Mightier than the SwordI’m working on setting up a marketing plan for my new book, Mightier Than the Sword: Rebels, Reformers, and Revolutionaries Who Changed the World through Writing.  I have a favor to ask you: please mark it as “to read” on your Goodreads and add it to your wish list on Amazon. And if you’re super interested and want to write a review, email me—and I’ll send you an eArc.






Today, I’m delighted to welcome Phoebe Gavin to the blog. I met her in an online writing forum, and invited her for an interview. She has an amazing story about how a viral video led to a book deal. Plus, she has some great tips for getting stuff done. I hope you’ll find her work as helpful as I do!




Book Deal


How a Viral Video Led to a Book Deal

An Interview with Phoebe Gavin

by Rochelle Melander


Welcome, Phoebe. And congrats on your new book, The Workplace Guide to Time Management. Can you tell us about it?

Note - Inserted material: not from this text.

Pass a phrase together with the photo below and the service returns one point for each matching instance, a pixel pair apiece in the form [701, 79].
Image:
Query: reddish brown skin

I wanted to normalize time management as a human problem. So many people feel shame about having productivity issues, but much of the problem comes down to the way our brains were designed to function. I packed it full of simple strategies that work with your brain’s natural instincts instead of against them.


Along the way, I spend a lot of time talking about mindset and how important it is to connect with a sustainable source of motivation for change. Often, people rely on spontaneous motivation to help them get things done. But much of productivity is about creating environments, workflows, and systems that create a supportive context, not using motivation or willpower.


My most important goal for the book was to make it an easy read. Time management is hard enough, it shouldn’t be hard to learn about it too.


I work with a lot of people who struggle with time management—and it’s not because they’re not smart or don’t care. They’re brilliant people who love their work. From your research and coaching, what are some of the biggest reasons people struggle with time management?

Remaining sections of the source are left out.